La hausse du pétrole réduit immédiatement les marges, tandis que l’incertitude géopolitique persistante freine la volonté des consommateurs de réserver des croisières, créant un double vent contraire difficilement absorbé dans d’autres secteurs.
Depuis son sommet à 34,05 $ atteint le 6 février, la valorisation de Carnival évolue dans un canal descendant baissier au quotidien. Elle a perdu environ 10 % au cours du dernier mois, à mesure que le prix du pétrole progressait.
Une divergence haussière s’était formée de la mi-novembre à la fin mars : le prix inscrivait un creux plus bas, tandis que le Relative Strength Index (RSI), un oscillateur de momentum, dessinait un creux plus haut.
Cette divergence laissait supposer une faiblesse dans la pression vendeuse, déclenchant un rebond alors que les espoirs d’apaisement alimentaient la Bourse plus tôt dans la semaine.
Le discours de Trump a inversé la donne. Le rebond a été interrompu et le prix a reculé de 3,54 % le 2 avril, la perspective de deux à trois semaines supplémentaires de guerre ravivant les craintes d’un pétrole durablement à 110 $.
La divergence haussière reste techniquement valide, signifiant qu’un rebond reste envisageable si une désescalade survient. Cependant, tant que le pétrole reste à un niveau élevé, la voie la plus probable demeure baissière.
Un franchissement des 26,77 $ initierait un renversement de dynamique, avec 30,13 $ comme seuil pivot rendant la configuration plus neutre. À la baisse, 23,80 $ fait office de support immédiat.
Une cassure sous les 21,45 $ confirmerait une cassure baissière du schéma et ouvrirait la voie vers 20,19 $ puis 18,41 $.
United Airlines Holdings (NASDAQ : UAL)
United Airlines Holdings (UAL) a sans doute connu la volatilité la plus marquée parmi les actions américaines cette semaine. Le carburant aviation représente généralement 25 à 35 % des charges opérationnelles d’une compagnie aérienne, faisant des actions du secteur aérien parmi les plus sensibles à l’évolution du prix du pétrole.
Quand le prix du pétrole grimpe, les marges s’effritent aussitôt car les compagnies ne peuvent pas répercuter assez vite la hausse du carburant sur les passagers au travers de surtaxes.
Entre le 27 mars et le 1er avril, le cours de l’action UAL a bondi de 14 %. Les espoirs de désescalade ont fait baisser le prix du pétrole et profité à l’ensemble du secteur du voyage. Ce rallye a permis au prix de repasser au-dessus de la Moyenne mobile exponentielle (EMA) 20 jours, un indicateur de tendance à court terme plus sensible aux variations récentes, située à 93,71 $.

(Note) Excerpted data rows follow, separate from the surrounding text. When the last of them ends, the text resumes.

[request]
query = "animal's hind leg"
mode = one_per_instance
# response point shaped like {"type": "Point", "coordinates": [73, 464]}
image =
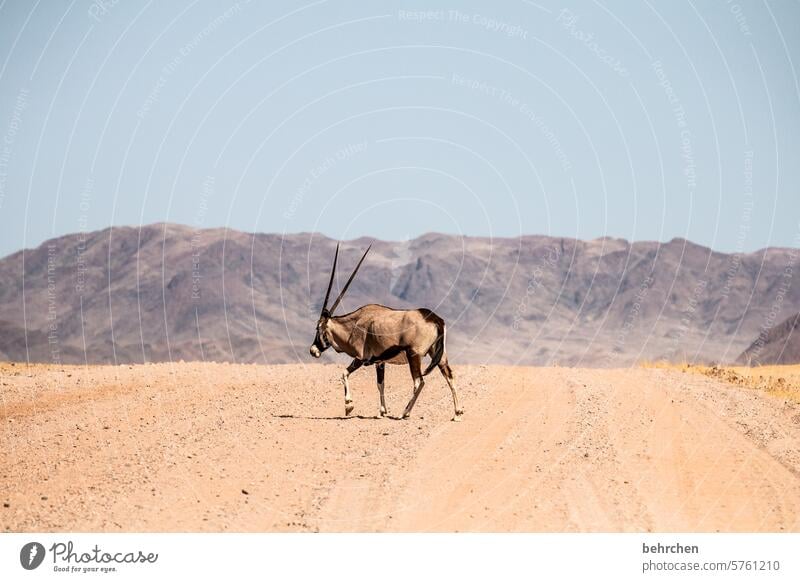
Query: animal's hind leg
{"type": "Point", "coordinates": [348, 400]}
{"type": "Point", "coordinates": [415, 364]}
{"type": "Point", "coordinates": [447, 372]}
{"type": "Point", "coordinates": [380, 369]}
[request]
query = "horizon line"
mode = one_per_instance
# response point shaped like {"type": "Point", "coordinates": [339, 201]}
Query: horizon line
{"type": "Point", "coordinates": [166, 224]}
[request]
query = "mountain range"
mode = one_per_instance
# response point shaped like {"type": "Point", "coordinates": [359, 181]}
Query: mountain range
{"type": "Point", "coordinates": [166, 292]}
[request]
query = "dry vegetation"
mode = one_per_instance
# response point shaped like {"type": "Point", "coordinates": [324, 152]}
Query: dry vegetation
{"type": "Point", "coordinates": [223, 447]}
{"type": "Point", "coordinates": [778, 381]}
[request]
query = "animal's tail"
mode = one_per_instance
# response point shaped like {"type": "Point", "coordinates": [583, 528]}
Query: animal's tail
{"type": "Point", "coordinates": [439, 347]}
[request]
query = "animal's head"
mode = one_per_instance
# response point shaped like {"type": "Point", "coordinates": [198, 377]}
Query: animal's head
{"type": "Point", "coordinates": [322, 339]}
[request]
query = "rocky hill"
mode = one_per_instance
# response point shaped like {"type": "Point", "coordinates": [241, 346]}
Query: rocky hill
{"type": "Point", "coordinates": [168, 292]}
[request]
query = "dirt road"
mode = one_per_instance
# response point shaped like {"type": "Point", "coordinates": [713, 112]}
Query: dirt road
{"type": "Point", "coordinates": [216, 447]}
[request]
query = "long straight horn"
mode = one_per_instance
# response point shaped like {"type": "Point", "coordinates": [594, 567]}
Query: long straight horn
{"type": "Point", "coordinates": [350, 280]}
{"type": "Point", "coordinates": [330, 283]}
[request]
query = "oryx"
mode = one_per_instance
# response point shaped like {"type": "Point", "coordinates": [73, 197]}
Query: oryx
{"type": "Point", "coordinates": [375, 334]}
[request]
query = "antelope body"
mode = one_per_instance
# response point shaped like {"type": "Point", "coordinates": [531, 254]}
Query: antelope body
{"type": "Point", "coordinates": [375, 334]}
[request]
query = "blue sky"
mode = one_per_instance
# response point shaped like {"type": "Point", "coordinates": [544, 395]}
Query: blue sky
{"type": "Point", "coordinates": [645, 121]}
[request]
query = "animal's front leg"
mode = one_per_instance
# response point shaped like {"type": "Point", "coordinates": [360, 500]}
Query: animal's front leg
{"type": "Point", "coordinates": [348, 400]}
{"type": "Point", "coordinates": [380, 369]}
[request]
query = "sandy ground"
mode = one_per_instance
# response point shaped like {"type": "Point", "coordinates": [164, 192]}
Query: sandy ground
{"type": "Point", "coordinates": [216, 447]}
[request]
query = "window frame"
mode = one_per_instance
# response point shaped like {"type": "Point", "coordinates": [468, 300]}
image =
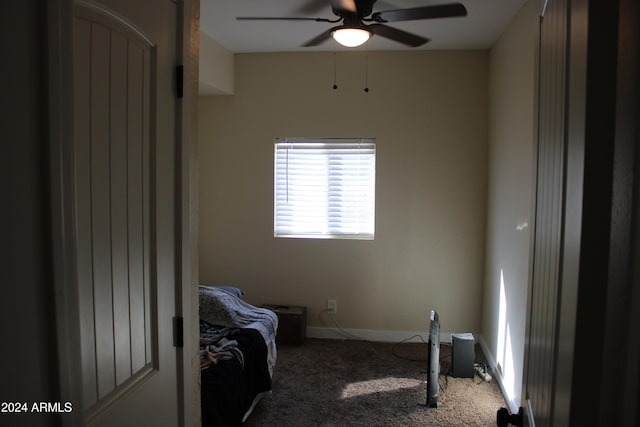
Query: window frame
{"type": "Point", "coordinates": [336, 152]}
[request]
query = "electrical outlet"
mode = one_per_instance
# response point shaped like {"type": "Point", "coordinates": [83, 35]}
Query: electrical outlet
{"type": "Point", "coordinates": [332, 306]}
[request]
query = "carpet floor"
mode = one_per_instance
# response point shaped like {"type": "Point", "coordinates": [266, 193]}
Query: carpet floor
{"type": "Point", "coordinates": [357, 383]}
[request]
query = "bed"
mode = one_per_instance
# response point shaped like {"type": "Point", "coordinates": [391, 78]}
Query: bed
{"type": "Point", "coordinates": [237, 355]}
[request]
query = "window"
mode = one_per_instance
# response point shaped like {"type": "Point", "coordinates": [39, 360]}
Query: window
{"type": "Point", "coordinates": [325, 188]}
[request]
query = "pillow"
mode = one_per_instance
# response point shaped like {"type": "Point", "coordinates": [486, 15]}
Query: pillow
{"type": "Point", "coordinates": [236, 292]}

Le discours de Trump a effacé la reprise. UAL a chuté d’environ 8 % par rapport à son sommet du 1er avril, clôturant à 92,21 $ le 2 avril, soit une perte quotidienne de 3 %. Cette baisse a ramené l’action sous la moyenne mobile exponentielle (EMA) à 20 jours, un seuil important puisque, lors de la dernière récupération de ce niveau le 3 février, UAL avait amorcé un rallye de 9 %. Perdre ce support retire désormais ce plancher à court terme.
Le recul global est considérable. Depuis début février, UAL a perdu 28 %, passant directement de 118,88 $ à son point bas du 30 mars à 84,62 $. Cette chute s’explique entièrement par les craintes de marges liées au pétrole.
Si les marchés rouvrent lundi avec des développements positifs, reconquérir les 93,71 $ permettrait de retrouver le support de l’EMA 20 jours.
Au-dessus de ce seuil, les prochains objectifs sont 97,71 $ puis 101 $, ce dernier niveau correspondant presque aux EMA 50 et 100 jours. Un franchissement des 101,75 $ placerait UAL au-dessus de toutes les principales moyennes mobiles pour la première fois depuis début février.
En revanche, si le pétrole reste au-dessus de 110 $ et que le conflit se prolonge, les 84,62 $ demeurent le plancher. Une cassure sous ce niveau ouvrirait la voie à une baisse plus profonde.